Investing in Artificial Intelligence

My last piece of advice, the fifth, and probably the most important, is to care about your people. Embedding AI across an organisation means a big cultural shock. There has been some paranoia about AI taking over jobs, but it needs to be understood how it is a matter of adapting our society towards advancements. Humans only shape our technologies at the moment of conception, but from that point onward they shape us. This can be seen when we came up with the smartphone because that little device influenced how we communicated with relatives and did business. The same applies to commercial flights or automobiles decades ago. Humans rebuilt our cities and lives based on these breakthroughs and the same will apply to AI.

Many still perceive AI as a job killer when it must be seen as a powerful hybrid (human and robotic) workforce. Getting buy-in for this new “workforce” might be difficult because humans fear the unknown. The correct response from leaders is being open and honest with employees, providing everyone with an understanding of what AI is, how it will be used and what will be the lasting impact on current workers and their lives.

Humans rebuilt our cities and lives based on these breakthroughs and the same will apply to AI.

Moreover, mastering AI requires specialised talent and tech tools, as well as extensive training to ensure proper adoption.

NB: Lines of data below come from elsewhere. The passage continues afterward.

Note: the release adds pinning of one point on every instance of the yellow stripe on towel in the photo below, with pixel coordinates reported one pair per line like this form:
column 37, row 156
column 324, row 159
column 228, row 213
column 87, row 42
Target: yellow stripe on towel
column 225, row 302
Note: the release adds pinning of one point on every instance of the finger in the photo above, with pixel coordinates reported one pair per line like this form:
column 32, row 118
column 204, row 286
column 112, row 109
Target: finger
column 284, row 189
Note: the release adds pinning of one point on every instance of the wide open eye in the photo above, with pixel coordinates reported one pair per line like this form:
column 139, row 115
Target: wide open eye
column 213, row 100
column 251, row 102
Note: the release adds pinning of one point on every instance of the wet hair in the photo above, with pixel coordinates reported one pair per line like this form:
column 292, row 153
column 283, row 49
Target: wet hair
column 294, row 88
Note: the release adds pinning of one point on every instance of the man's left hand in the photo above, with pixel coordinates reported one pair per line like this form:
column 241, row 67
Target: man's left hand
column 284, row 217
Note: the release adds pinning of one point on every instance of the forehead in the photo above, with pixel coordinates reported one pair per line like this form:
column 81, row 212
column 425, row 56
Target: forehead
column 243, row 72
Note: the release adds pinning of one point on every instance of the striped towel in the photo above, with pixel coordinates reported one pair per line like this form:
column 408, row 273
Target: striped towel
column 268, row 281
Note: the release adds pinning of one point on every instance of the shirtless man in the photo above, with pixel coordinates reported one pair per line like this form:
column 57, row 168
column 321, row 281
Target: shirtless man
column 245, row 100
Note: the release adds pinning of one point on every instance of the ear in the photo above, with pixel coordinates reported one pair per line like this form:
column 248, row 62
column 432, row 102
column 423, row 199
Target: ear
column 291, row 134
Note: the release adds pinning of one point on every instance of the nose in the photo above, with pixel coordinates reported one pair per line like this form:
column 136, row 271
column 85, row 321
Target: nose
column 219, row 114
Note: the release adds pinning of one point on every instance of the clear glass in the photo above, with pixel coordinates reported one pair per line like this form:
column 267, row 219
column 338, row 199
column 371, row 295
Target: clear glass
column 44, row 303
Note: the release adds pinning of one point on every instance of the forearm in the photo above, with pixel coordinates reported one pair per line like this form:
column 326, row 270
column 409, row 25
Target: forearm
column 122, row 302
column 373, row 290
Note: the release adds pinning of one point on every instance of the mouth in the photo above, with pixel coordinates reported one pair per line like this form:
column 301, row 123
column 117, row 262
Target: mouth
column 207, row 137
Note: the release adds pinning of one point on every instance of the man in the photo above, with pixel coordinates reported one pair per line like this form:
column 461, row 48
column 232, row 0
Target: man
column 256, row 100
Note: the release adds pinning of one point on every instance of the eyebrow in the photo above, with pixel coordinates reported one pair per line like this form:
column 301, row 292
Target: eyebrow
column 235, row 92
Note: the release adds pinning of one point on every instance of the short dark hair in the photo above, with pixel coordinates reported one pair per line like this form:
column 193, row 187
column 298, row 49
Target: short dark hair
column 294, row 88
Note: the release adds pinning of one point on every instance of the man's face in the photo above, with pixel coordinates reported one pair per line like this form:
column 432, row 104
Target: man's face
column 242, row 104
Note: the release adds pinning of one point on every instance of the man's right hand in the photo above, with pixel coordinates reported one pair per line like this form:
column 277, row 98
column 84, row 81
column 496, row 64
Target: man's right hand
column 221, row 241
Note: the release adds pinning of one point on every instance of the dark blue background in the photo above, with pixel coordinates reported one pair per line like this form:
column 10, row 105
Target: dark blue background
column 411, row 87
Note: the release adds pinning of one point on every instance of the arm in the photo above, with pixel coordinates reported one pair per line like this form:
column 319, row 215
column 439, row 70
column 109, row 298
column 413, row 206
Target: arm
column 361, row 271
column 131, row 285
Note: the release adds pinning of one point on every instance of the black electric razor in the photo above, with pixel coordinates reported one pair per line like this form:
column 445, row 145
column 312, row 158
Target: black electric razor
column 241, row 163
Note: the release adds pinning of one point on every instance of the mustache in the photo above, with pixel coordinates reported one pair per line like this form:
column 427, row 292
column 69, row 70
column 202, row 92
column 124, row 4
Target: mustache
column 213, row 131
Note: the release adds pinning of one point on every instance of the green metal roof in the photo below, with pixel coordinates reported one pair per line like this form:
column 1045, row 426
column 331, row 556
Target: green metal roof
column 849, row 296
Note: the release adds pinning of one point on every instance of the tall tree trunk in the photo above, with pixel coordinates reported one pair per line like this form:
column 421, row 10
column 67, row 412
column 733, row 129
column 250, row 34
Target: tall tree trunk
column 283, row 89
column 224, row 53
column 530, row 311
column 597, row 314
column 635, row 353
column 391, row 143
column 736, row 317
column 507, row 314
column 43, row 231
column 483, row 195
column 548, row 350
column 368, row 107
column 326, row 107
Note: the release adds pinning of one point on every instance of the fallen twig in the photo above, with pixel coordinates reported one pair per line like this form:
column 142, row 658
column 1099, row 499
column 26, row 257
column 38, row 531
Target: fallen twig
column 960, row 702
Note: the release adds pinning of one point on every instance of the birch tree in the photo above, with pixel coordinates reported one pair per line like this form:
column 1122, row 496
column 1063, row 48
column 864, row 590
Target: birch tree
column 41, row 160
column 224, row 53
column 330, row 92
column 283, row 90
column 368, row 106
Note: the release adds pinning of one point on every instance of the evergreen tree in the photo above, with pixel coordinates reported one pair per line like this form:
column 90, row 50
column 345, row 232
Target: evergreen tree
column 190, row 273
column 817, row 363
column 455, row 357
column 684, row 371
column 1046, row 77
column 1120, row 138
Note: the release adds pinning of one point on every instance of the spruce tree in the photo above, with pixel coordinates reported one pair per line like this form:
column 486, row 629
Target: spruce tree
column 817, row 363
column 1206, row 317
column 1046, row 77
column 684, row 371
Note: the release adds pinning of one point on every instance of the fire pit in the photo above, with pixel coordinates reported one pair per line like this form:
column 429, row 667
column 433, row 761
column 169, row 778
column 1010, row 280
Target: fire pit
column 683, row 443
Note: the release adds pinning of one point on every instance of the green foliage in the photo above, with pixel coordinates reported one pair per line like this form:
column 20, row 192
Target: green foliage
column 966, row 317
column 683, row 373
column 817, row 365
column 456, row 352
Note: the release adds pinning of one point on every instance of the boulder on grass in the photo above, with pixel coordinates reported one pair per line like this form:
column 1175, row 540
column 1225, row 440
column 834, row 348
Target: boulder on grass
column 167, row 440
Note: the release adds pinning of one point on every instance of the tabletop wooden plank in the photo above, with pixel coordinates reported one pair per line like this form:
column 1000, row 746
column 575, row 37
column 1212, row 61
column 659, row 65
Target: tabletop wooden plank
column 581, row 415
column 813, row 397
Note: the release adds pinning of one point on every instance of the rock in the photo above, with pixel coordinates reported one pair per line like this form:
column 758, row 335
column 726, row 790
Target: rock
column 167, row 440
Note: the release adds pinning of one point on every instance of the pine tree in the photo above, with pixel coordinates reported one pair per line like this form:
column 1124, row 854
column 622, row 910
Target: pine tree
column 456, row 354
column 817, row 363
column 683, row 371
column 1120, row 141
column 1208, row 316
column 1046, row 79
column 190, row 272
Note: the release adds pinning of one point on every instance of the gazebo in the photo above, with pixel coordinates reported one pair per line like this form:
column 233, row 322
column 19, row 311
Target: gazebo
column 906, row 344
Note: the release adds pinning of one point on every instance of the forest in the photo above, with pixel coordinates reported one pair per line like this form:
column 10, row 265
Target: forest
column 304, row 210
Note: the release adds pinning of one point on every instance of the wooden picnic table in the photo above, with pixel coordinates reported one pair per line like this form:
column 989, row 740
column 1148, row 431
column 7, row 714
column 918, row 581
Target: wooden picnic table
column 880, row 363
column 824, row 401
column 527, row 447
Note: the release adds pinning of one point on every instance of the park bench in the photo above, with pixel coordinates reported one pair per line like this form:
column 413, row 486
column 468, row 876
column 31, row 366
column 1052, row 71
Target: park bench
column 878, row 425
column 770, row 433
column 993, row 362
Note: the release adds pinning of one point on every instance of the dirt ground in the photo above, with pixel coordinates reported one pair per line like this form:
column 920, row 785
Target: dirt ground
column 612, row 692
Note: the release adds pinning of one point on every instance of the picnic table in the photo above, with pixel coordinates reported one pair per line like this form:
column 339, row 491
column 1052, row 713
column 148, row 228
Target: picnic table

The ROI of this last piece of advice is not as tangible and measurable as the previous ones, but it will surely make a difference long-term.


Summing up, I have provided you with objective and useful advice on how to make the first step in the AI journey, sharing five recommendations on how your organisation should make safe moves in the discipline which were:

  1. Paying attention to areas where big money is being spent, effectively leveraging specific domain expertise.
  2. Assessing which current analytical methods could be improved. New insights or higher accuracies may quickly surface with advanced ML methods.
  3. Mapping out repetitive processes that could be subject for efficient RPA. Humans must do intelligent work. Leave repetitive tasks for machines.
  4. Building a transversal Augmented Intelligence capability. Computers can handle more data than your brain. They also handle it objectively and without getting tired. Make them work for and with you.
  5. Remember it is all about people: Culture, transparency and robust, efficient processes are the most solid foundation on which to build an AI-powered business upon.

For the past few years, many enterprises have wasted millions of euros on digital transformation initiatives that were not aligned with the real requirements of the business, let alone with individuals’ needs. AI success in 2021 enterprises and beyond will only be possible if you are capable of aligning the right technology, educated employees and intelligent processes to the business’ long-term vision.

If you are leading a company where you are planning to test the waters and make the first step with AI, follow the previous five recommendations and you will not go wrong.

Do not hesitate and move fast!

Start your own ecosystem of AI partnerships and providers. Outsource if you need to do so. Why should you be in such a hurry? Well COVID-19 has exponentially accelerated digitalisation. Companies that are currently benefiting from AI are planning to invest even more in response to the post-pandemic era and inevitably this will soon create a wider divide between AI leaders and the majority of companies still struggling to capitalise on the technology. So the long-term danger for you is not losing jobs to robots, but to remain competitive in your market niche.